Wizyta w Ma Che Siete Venuti A Fa przybrała zaskakujący obrót. Po spróbowaniu co ciekawszych włoskich piw: Madamine z LoverBeer i Tibir z Montegiocco, wybrałem świetnego RISa czyli KBS z amerykańskiego browaru Founders, ale największą niespodzianką był Samiec Alfa 2016 z browaru Artezan.
ta „metaliczność” w LoverBeer to nie jest czasem z europejskich chmieli? często to czuje chociażby w ciemnych mocnych belgach… swoista żelazistość, stary chmiel…
stary chmiel to kwas izowalerianowy czyli wymiociny, pot, ser plesniowy itp, a to co czujesz to jezeli na skorze nie wyjdzie Ci metalicznosc to prawdopodobnie duza ilosc Magnuma niemieckiego (nie wiem jak z polskim) i bodajze Pilznenski slod takze daje posmaki metaliczne, jezeli wyjdzie na skorze to ewidentne zakazenie
Zakażenie w sensie jony żelaza w piwie, a nie zakażenie mikrobiologiczne.
otóż to
Tomasz, kiedy jakaś domowa degu? 🙂
I to jest piękne!! Porównujesz sobie dwa piwa w knajpie, a właściciel widzi co ty tam wyprawiasz, zagaduje i jeszcze piwo donosi 🙂 Już też tego doświadczyłem i zawsze się jaram takimi sytuacjami 🙂
Z ziemi polskiej do wolski…
Spirit Alfa?

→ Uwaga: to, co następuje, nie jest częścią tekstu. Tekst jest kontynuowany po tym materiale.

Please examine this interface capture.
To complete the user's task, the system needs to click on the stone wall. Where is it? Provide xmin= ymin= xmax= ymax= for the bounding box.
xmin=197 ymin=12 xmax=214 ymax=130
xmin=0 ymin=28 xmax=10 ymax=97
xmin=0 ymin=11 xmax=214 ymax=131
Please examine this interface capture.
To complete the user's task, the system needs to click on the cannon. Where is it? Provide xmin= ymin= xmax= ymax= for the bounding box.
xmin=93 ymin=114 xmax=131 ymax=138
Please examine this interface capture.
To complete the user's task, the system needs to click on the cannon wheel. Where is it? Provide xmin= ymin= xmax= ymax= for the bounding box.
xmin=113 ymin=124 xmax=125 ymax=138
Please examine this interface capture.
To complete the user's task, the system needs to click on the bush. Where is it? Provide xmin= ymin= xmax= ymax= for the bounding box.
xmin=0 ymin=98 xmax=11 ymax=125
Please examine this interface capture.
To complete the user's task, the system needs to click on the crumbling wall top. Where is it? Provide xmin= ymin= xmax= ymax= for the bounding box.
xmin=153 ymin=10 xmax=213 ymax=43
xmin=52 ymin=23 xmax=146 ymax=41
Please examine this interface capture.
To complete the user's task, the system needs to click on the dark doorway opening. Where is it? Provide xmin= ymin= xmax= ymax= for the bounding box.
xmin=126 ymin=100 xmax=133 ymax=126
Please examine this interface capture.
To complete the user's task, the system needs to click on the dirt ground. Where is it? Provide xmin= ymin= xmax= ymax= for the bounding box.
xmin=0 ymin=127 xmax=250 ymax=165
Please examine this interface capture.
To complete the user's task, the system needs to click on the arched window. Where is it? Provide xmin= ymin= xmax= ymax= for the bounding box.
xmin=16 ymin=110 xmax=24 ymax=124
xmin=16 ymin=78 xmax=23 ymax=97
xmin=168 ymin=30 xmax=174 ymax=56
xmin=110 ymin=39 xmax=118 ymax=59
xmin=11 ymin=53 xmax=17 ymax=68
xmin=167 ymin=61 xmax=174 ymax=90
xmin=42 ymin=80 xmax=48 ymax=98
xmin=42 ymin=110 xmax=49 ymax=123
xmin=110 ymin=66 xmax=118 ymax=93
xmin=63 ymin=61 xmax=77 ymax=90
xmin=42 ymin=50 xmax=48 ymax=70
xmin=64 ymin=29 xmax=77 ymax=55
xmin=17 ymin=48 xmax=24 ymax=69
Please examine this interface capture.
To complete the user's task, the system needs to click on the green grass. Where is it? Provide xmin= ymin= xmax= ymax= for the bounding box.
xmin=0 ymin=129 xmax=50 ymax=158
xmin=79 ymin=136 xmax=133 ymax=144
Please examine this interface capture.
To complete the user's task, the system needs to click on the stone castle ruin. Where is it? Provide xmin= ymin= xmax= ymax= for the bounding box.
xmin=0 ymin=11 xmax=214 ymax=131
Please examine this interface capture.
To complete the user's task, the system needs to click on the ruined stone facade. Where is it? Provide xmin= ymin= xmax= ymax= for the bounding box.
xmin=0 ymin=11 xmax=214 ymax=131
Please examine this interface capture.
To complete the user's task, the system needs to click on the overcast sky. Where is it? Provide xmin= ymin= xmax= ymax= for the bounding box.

Będzie degustacja w domu czy wrzucasz na leżak? Trochę mnie to zaintrygowało…
Jeszcze nie mam tej butelki.
Ale wspominałeś że ma być odłożona więc jakie zamiary co do niej? Czasem ktoś wspominał o lekki alku ale żeby aż spirol to nie słyszałem
Mam pewne przemyślenia na ten temat, a mianowicie dużo zależy od tego z czym porównujesz.
Tak żem czuł…
Oddam Samca za KBSa za 3…2…1…
…ciekawe wideo, uważam że powinieneś częściej wrzucać filmy z rozmówcami bo są zachęcające do dalszego oglądania…
Mówiłem że Samiec Alfa jest niedoleżakowany i alkohol pojawia się zarówno w aromacie jak i w smaku (tutaj zwłaszcza) 🙁
Z moszczem winogron jest jeszcze RIS z browaru Olimp Bacchus.